Berdasarkan kegiatan Pra Mediasi, Komnas HAM telah menemukan sejumlah fakta dan data dimana masih terdapat 138 KK yang belum mengambil konsinyasi, dan 68 KK serta 223 jiwa yang menolak pembangunan Bandar Udara New Yogyakarta International Airport (NYIA).

"Bahwa masih terdapat 18 KK yang memilih untuk tetap tinggal di Masjid Al-Hidayah dan tenda-tenda di sekitar proyek pembangunan Bandar Udara New Yogyakarta International Airport (NYIA)," terang dia.

Ia menyuebut, di dalam lingkungan proyek pembangunan New Yogyakarta International Airport (NYIA) terdapat anak-anak yang masih tinggal dan menetap di Masjid AlHidayah.

Terkait hal ini, Komnas HAM meminta agar Pemerintah Provinsi D.I Yogyakarta, Pemerintah Kabupaten Kulon Progo dan PT Angkasa Pura I (Persero) untuk menghormati posisi satu sama Iain, terutama kepada warga yang masih menolak proyek pembangunan Bandar Udara New Yogyakarta International Airport (NYIA);

"Pemerintah Provinsi D.I Yogyakarta, Pemerintah Kabupaten Kulon Progo, PT Angkasa Pura I (Persero) untuk tidak melakukan langkah-langkah kontra produktif selama proses mediasi yang sedang dibangun oleh Komnas HAM RI serta segera mencarikan alternatif penyelesaian yang mengedepankan prinsip dan nilai hak asasi manusia baik bagi warga yang menerima maupun menolak pembangunan Bandar Udara New Yogyakarta International Airport (NYIA) di Kabupaten Kulon Progo," pinta dia.

Komnas HAM juga berharap agar Presiden Republik Indonesia bisa memberikan perhatian lebih terhadap penyelesaian sengketa pembangunan bandara di Kabupaten Kulon Progo dengan mengedepankan prinsip-prinsip hak asasi manusia agar potensi pelanggaran HAM dalam proses pembangunan dapat diantisipasi.

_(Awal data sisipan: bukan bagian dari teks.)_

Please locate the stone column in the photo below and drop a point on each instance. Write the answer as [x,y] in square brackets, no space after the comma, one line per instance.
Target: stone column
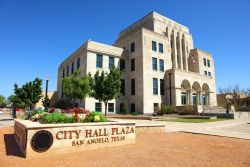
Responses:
[190,97]
[201,100]
[173,50]
[184,53]
[179,53]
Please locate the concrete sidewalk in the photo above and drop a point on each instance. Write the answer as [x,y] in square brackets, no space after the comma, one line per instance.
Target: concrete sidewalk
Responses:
[238,128]
[6,120]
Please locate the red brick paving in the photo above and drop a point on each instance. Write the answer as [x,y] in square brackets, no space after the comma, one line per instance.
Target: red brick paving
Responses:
[164,149]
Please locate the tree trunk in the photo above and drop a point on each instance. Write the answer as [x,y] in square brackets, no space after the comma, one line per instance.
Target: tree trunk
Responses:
[106,103]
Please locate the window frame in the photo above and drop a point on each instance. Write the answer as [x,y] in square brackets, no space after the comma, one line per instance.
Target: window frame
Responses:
[132,107]
[98,107]
[78,63]
[132,87]
[122,64]
[161,48]
[155,86]
[72,67]
[162,87]
[113,107]
[161,65]
[63,72]
[132,47]
[204,61]
[183,98]
[154,46]
[208,63]
[132,63]
[99,61]
[123,87]
[113,59]
[154,64]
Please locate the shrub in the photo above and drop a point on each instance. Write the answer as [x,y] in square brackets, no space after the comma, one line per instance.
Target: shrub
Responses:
[95,117]
[57,117]
[158,111]
[166,109]
[30,114]
[124,109]
[134,113]
[244,108]
[64,104]
[187,110]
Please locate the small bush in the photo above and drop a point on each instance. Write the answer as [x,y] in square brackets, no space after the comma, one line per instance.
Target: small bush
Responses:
[124,109]
[134,113]
[158,111]
[57,117]
[187,110]
[95,117]
[244,108]
[64,104]
[29,114]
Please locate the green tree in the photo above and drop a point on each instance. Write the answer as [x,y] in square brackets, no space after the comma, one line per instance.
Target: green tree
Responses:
[15,102]
[44,103]
[76,87]
[106,86]
[27,95]
[2,101]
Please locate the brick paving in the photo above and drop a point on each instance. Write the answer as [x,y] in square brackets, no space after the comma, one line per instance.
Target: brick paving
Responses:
[162,149]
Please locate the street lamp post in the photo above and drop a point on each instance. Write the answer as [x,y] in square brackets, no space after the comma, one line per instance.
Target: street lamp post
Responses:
[46,94]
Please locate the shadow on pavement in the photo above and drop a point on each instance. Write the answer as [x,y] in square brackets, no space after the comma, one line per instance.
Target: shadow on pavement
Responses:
[11,146]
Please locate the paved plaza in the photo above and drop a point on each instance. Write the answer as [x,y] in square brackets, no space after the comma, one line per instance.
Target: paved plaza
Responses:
[162,149]
[237,128]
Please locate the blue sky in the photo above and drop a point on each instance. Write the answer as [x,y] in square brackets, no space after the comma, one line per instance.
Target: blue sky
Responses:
[35,36]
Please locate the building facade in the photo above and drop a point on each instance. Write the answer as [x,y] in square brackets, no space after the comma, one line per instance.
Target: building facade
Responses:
[159,64]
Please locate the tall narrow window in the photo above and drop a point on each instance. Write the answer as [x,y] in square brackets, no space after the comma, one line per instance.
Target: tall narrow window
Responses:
[156,107]
[132,64]
[204,99]
[154,63]
[110,107]
[155,86]
[78,63]
[123,87]
[67,70]
[208,63]
[98,107]
[161,65]
[98,61]
[132,107]
[111,62]
[160,47]
[204,62]
[121,107]
[122,64]
[183,98]
[194,99]
[132,86]
[72,67]
[162,87]
[132,47]
[154,47]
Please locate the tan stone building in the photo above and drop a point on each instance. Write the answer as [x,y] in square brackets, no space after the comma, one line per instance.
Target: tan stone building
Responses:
[160,65]
[51,95]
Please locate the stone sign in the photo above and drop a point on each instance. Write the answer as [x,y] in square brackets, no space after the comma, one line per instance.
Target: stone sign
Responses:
[41,141]
[35,139]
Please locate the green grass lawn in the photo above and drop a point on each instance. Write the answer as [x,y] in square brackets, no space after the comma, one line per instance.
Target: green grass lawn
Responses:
[198,120]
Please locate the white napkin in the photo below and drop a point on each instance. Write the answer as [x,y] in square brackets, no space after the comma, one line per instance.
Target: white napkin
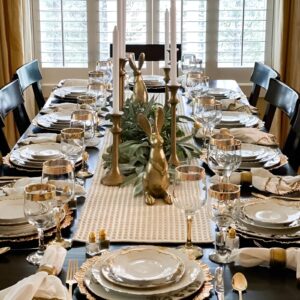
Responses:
[40,138]
[18,189]
[264,180]
[38,285]
[250,257]
[54,256]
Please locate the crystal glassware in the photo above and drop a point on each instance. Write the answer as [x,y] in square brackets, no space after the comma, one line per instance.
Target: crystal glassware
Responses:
[224,209]
[189,195]
[39,204]
[60,173]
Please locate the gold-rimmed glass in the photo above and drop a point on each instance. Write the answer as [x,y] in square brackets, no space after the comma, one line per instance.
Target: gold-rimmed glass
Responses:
[39,204]
[60,173]
[224,209]
[189,195]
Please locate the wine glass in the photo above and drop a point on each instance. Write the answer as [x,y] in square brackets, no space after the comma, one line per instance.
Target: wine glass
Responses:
[60,173]
[39,204]
[224,209]
[189,195]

"Oleh karena itu perhatian dan tindakan segera dari Presiden RI atas nasib warga yang memilih untuk tetap bertahan di areal proyek Bandar Udara New Yogyakarta International Airport (NYIA), merupakan salah satu upaya pemenuhan dan penghormatan atas Hak Asasi Manusia," tutur dia.

Menurut dia, penyelesaian melalui mekanisme mediasi merupakan salah satu upaya Komnas HAM untuk mewujudkan kondisi yang kondusif bagi peningkatan, perlindungan, pemajuan, penegakan dan pemenuhan Hak Asasi Manusia.

Komnas HAM juga senantiasa mendorong para pihak, baik Pemerintah Pusat dan Pemerintah Daerah untuk mengambil kebijakan yang berwawasan HAM guna mencegah terjadinya pelanggaran hak asasi manusia, sebagaimana yang tercantum dalam Pasal 8 Undang-Undang Nomor 39 Tahun 1999 tentang Hak Asasi Manusia.